Friday, March 18, 2016

Working Hard, or Hardly Realistic


Part of the job description, when you do consulting for a living, is a willingness to confront some uncomfortable truths. They usually lead you to opportunities, but unless you can live with an awkward minute or meeting, you are in the wrong business. So I'm going to peel back the shade for a moment or two here, and point out something that very few people ever admit, at least out loud.

While I pride myself on my worth ethic and rate, I will never feel that I'm working hard enough, or even that I work all that hard. At most of my positions, for most of my life. Let me go a step further on this, dear theoretical reader... I doubt that you work very hard, either.

Now, let's walk this back and give it its proper context. We do marketing and advertising for a living. Rather than, well, brute labor. We're not on our feet unless we want to be, and finagle a standing desk. We're not dealing with unsafe work environments, likely workplace injuries, wearing special shoes for support, and so on, and so on.
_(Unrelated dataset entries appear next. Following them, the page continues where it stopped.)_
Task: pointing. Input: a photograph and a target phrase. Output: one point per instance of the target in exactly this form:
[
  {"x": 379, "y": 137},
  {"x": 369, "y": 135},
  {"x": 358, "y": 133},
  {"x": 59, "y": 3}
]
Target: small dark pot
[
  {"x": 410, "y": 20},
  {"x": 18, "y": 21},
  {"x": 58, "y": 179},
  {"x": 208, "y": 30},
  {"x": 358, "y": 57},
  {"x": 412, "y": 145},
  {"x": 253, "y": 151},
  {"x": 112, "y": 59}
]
If we're worn out at the end of the day, it's because that, on some level, we've chosen to be worn out. Either through a stress story that we tell ourselves as a trigger to self-motivate, or because we've taken on aspects of the job that aren't all that necessary, but seem that way, because a stressful job is an important job. Or we've taken the wrong job, and are trying to make it right. (That never works, by the way. Spoiler alert.)

Perhaps you feel that the entirety of the work you do, when you roll in housework, child or elder care, or uncredited work that's outside of your role, gets you to that magical realm of working hard enough to cast aside all doubt. But even then, I submit to the jury of public opinion that technology, in the form of household appliances, smartphones, improved automobiles and so much more, have all added up to take a lot of the work out of our lives.

To substitute, we work hard on a lot of things... that, well, maybe no one has asked us to work hard on. Social media presences. Hobbies. Workouts. Side projects. Keeping abreast of the spiraling number of entertainment options, training pets, getting granular about food intake, and so on, and so on.

Oh, and another thing: when we are working at our highest level, it's not work at all. We're joyously in the weeds of the details, sweating to make a deadline with exhilaration, working a trade show booth while knee-deep in prospects, seeing the culmination of a lot of prior half-speed work race to a conclusion. I've had days where I've seen the sun come up, and it was a surprise.

Which is why a lot of the people who've shared a company with me are convinced I'm a hard worker. But I know better.

The hardest working person I know, or will ever know, is my mom. She raised three kids as a single parent, while keeping a spotless house, while working nights as a bartender. (OK, maybe I worked at her level when I was in college. But not since. The woman's a machine.)